The following table summarizes the permissions and grants associated with the RS-specific user roles:
Please note, that the use of Tunnels in combination with Fine-Grained Access Control is an innovative approach, which lays the foundation for use cases not supported by classic perimiter-driven or network-driven security approaches such as VPNs. For further details please approach a Sales representative.
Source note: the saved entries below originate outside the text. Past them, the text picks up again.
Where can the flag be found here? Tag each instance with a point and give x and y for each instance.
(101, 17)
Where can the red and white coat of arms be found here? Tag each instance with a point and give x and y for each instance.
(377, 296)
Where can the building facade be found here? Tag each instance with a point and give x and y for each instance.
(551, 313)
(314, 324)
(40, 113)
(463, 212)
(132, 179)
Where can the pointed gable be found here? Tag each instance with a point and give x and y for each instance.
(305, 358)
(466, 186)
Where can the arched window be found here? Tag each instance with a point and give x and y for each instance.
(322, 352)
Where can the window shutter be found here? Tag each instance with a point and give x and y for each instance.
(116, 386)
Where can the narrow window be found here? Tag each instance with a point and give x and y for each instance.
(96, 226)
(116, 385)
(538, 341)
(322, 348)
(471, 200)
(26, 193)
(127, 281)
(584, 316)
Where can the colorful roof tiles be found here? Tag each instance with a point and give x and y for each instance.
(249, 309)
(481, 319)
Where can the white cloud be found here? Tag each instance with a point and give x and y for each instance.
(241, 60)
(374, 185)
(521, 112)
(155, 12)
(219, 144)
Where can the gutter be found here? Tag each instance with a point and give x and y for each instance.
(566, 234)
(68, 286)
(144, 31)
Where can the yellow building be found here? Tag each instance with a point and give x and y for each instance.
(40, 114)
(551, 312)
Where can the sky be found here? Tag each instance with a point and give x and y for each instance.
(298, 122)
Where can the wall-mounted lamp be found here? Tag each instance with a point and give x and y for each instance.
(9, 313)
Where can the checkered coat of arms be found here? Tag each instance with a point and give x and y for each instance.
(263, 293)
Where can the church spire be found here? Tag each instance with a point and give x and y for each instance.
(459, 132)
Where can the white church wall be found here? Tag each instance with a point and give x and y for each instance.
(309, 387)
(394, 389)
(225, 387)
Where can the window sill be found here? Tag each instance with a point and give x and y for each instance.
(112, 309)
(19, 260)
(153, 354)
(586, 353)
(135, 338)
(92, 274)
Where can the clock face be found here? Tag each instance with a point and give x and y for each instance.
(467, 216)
User Interface for Easy Self-Administration¶
After subscription to Remote Services you will see two RS-related icons in your tenant's launchpad:
- Remote Services V1 allows for anytime function calls and covers all RS functionality for administration, but also for everyday use, if a user was granted them via the respective RS user roles
- Remote Services V2 adds additional guidance via role-specific workflows including nested menus with a bread-crumb-style navigation across their call hierarchy. So this is meant for everyday use by people with the RS role Remote User
Menus have different appearances depending on their purpose and functionality. Below picture gives a first impression related to Remote Services V2:
- Icons to the very left allow for switching between different menu scopes such as configuration tasks or supervision of consumed contractual resources.
- The upper left bar shows the nested menu structure in a bread crumb. style
- Users who bear multiple RS-specific roles may switch them in the upper right bar.
- The left-hand tree structure shows the different organizations, regional sub-organizations, sites and devices registered to them.
- The key part is a workflow-specific edit and status area such as checking, which protocols were assigned to a particular device.